Severe early-onset osteoporosis due to heterozygous WNT1 variants in adults: a clinical and therapeutic challenge
pubmed: wnt1 2026-01-27
J Bone Miner Res. 2025 Dec 30;41(1):85-90. doi: 10.1093/jbmr/zjaf150.
ABSTRACT
Early-onset osteoporosis (EOOP) is diagnosed in premenopausal women or men under 50 yr of age when DXA-derived BMD is low (Z-score ≤ -2.0 or T-score ≤ -2.5) in the presence of a fragility fracture or a chronic disease. In young adult patients, it is essential to recognize EOOP and identify the underlying cause, including possible genetic defects, to optimize tailored treatments.
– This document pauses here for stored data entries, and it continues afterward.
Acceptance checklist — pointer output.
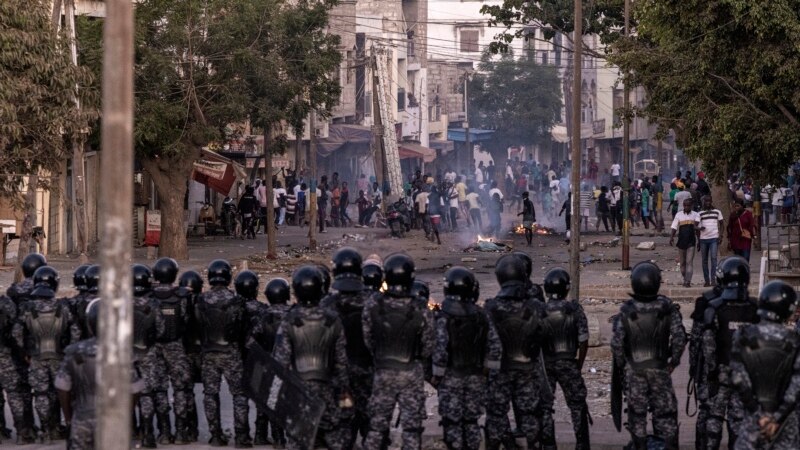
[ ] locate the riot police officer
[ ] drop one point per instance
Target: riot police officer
(76, 383)
(190, 286)
(173, 364)
(647, 343)
(722, 316)
(764, 371)
(348, 300)
(148, 326)
(220, 314)
(310, 342)
(263, 332)
(465, 348)
(45, 327)
(565, 345)
(517, 318)
(698, 378)
(398, 331)
(79, 302)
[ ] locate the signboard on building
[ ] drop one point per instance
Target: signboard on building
(152, 230)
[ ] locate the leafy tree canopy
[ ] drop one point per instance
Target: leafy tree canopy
(519, 99)
(38, 87)
(723, 74)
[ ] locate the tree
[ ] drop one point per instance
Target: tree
(518, 99)
(720, 73)
(38, 115)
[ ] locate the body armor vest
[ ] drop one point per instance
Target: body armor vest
(468, 331)
(219, 324)
(397, 332)
(84, 384)
(48, 332)
(768, 361)
(562, 339)
(144, 327)
(729, 315)
(313, 341)
(350, 314)
(647, 334)
(518, 332)
(171, 307)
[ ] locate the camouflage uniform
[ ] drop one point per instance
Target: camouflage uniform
(77, 376)
(360, 369)
(10, 378)
(649, 386)
(724, 403)
(785, 408)
(220, 316)
(402, 384)
(517, 319)
(563, 369)
(45, 351)
(172, 364)
(327, 386)
(463, 386)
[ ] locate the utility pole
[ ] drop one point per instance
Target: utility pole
(626, 160)
(116, 312)
(467, 142)
(575, 176)
(312, 185)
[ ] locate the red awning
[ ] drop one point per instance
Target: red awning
(414, 150)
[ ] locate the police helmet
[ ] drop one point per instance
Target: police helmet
(308, 285)
(510, 269)
(557, 283)
(398, 271)
(92, 279)
(526, 258)
(191, 280)
(32, 262)
(277, 292)
(735, 278)
(246, 284)
(347, 270)
(45, 282)
(79, 278)
(372, 274)
(460, 282)
(92, 315)
(646, 281)
(777, 301)
(165, 270)
(142, 279)
(219, 273)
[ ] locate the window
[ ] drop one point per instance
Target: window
(469, 41)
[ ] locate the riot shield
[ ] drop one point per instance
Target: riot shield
(616, 394)
(283, 395)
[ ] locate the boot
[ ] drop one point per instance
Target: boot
(148, 434)
(164, 429)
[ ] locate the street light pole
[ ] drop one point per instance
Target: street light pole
(575, 178)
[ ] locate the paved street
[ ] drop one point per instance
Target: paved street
(603, 287)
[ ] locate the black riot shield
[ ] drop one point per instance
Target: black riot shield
(616, 395)
(284, 396)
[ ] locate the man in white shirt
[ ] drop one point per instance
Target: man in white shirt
(687, 225)
(710, 238)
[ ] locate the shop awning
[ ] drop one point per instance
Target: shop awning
(475, 134)
(414, 150)
(217, 172)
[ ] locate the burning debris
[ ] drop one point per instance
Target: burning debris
(537, 230)
(488, 244)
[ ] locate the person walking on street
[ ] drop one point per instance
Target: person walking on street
(710, 237)
(686, 225)
(741, 230)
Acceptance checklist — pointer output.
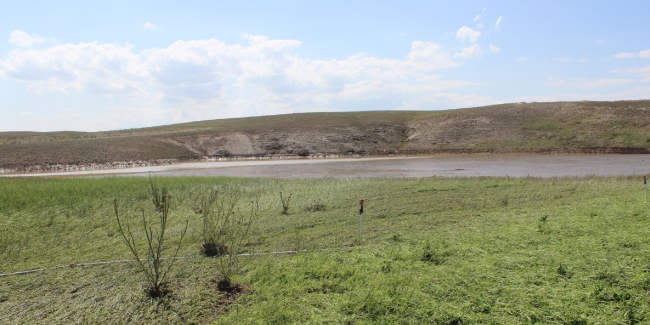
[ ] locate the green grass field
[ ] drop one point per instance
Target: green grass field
(434, 251)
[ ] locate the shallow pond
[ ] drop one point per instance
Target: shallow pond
(423, 166)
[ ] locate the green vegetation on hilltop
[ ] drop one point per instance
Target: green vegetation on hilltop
(435, 250)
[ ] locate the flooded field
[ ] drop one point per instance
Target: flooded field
(397, 167)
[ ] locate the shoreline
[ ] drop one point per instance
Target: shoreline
(262, 167)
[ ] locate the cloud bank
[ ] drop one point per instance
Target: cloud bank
(257, 76)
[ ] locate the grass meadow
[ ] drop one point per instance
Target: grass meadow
(433, 251)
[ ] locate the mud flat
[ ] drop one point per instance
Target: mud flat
(398, 167)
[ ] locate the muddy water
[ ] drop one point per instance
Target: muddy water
(399, 167)
(445, 166)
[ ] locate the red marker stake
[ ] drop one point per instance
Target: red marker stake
(645, 188)
(362, 201)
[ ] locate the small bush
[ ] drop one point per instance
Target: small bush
(153, 264)
(234, 230)
(286, 203)
(316, 206)
(542, 225)
(215, 212)
(433, 254)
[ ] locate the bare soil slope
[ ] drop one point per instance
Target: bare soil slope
(622, 126)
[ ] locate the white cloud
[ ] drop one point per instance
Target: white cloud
(22, 39)
(91, 68)
(478, 16)
(469, 52)
(204, 79)
(626, 55)
(643, 73)
(590, 83)
(478, 19)
(644, 54)
(497, 25)
(466, 33)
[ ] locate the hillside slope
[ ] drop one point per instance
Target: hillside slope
(622, 126)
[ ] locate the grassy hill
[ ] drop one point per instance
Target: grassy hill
(621, 126)
(434, 251)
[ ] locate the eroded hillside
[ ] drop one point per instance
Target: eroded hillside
(622, 126)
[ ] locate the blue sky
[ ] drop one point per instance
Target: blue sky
(107, 65)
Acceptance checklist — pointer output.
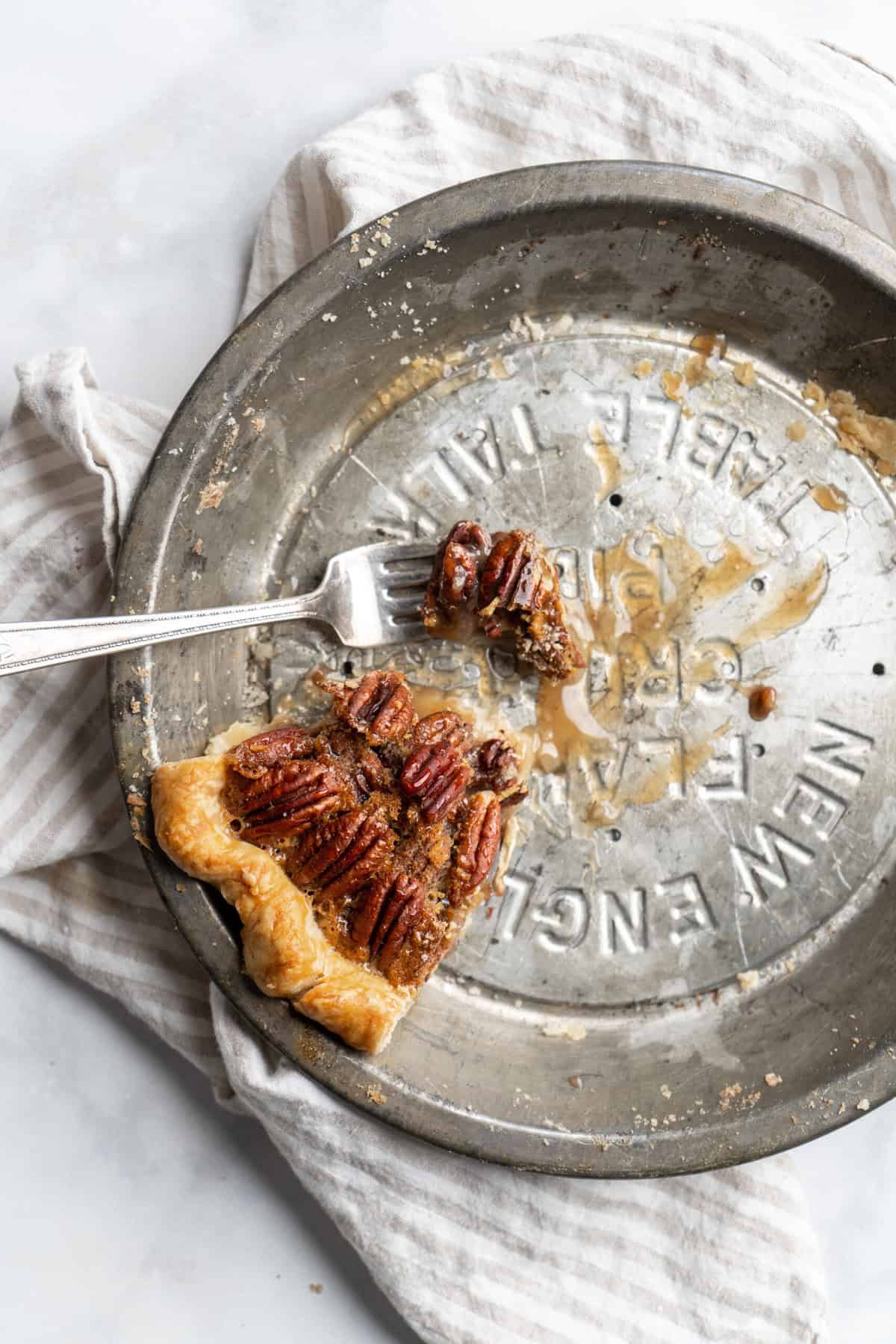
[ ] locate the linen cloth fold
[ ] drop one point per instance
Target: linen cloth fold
(467, 1251)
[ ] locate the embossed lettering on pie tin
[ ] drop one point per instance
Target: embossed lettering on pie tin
(671, 839)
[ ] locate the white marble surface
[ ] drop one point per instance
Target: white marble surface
(137, 146)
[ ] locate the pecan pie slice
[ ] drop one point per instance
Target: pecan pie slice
(354, 851)
(508, 585)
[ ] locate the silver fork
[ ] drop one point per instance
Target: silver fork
(370, 596)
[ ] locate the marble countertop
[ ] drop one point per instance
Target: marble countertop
(139, 146)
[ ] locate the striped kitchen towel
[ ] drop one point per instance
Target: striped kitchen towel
(467, 1253)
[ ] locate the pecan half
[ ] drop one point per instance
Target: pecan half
(381, 706)
(496, 766)
(396, 927)
(435, 777)
(378, 907)
(341, 856)
(255, 756)
(477, 844)
(442, 726)
(520, 591)
(514, 574)
(454, 581)
(290, 799)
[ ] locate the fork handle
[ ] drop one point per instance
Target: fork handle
(34, 644)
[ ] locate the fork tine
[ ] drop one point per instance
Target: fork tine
(414, 578)
(408, 600)
(394, 557)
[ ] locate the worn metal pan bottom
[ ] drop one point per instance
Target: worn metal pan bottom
(692, 961)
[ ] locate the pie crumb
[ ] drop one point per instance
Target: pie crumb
(211, 495)
(568, 1030)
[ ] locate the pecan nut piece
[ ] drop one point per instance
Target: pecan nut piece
(290, 799)
(398, 929)
(378, 909)
(435, 777)
(477, 844)
(343, 855)
(496, 766)
(514, 576)
(442, 726)
(520, 591)
(255, 756)
(453, 585)
(381, 706)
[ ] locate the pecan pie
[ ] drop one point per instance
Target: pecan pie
(354, 851)
(507, 585)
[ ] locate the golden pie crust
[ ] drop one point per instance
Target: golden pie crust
(285, 951)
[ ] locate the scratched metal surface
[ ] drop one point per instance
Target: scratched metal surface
(702, 902)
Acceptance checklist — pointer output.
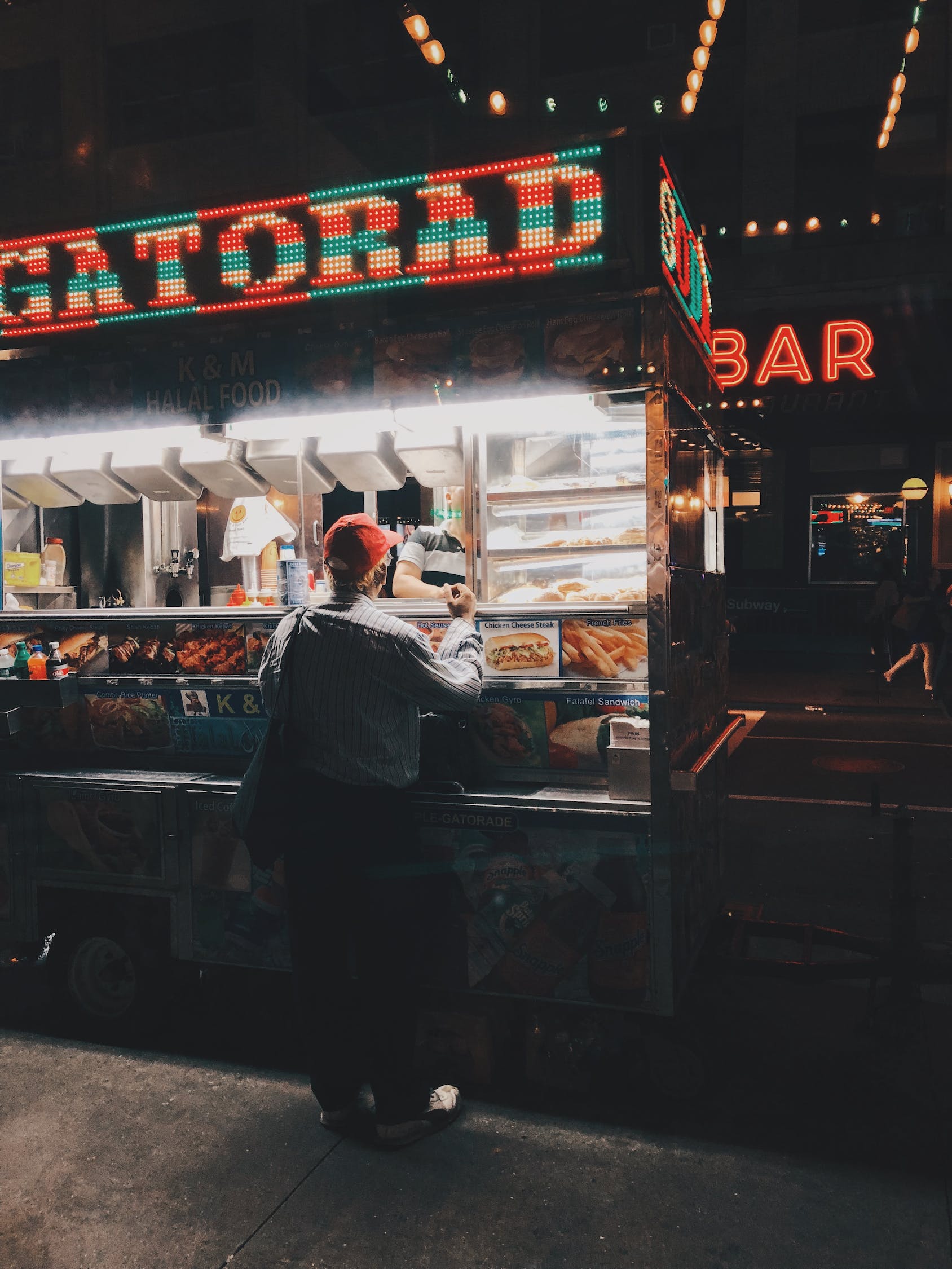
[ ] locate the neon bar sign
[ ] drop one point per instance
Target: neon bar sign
(683, 261)
(844, 346)
(311, 246)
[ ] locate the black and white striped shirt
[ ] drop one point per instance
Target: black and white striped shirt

Among monogenic causes, WNT1-related osteoporosis has been described in children and adults. We present two adults, a 27-yr-old male and his mother, who had no skeletal symptoms in childhood but presented as adults with back pain. Further studies revealed low BMD and multiple spinal fragility fractures, leading to rapid height loss and progressive kyphosis. Biochemistry was largely normal, but bone biopsies showed impaired bone metabolism with low bone turnover. Both were found to harbor a previously described pathogenic heterozygous variant in WNT1, which leads to impaired WNT signaling. We describe the challenges in their clinical care, sequence of treatments, and outcome. These patients highlight the value of a correct genetic diagnosis to better understand the mechanisms behind low bone mass and to enable early intervention. Furthermore, our study emphasizes the need for anabolic treatment options for both males and females with EOOP, and the importance of long-term treatment planning, including an exit strategy.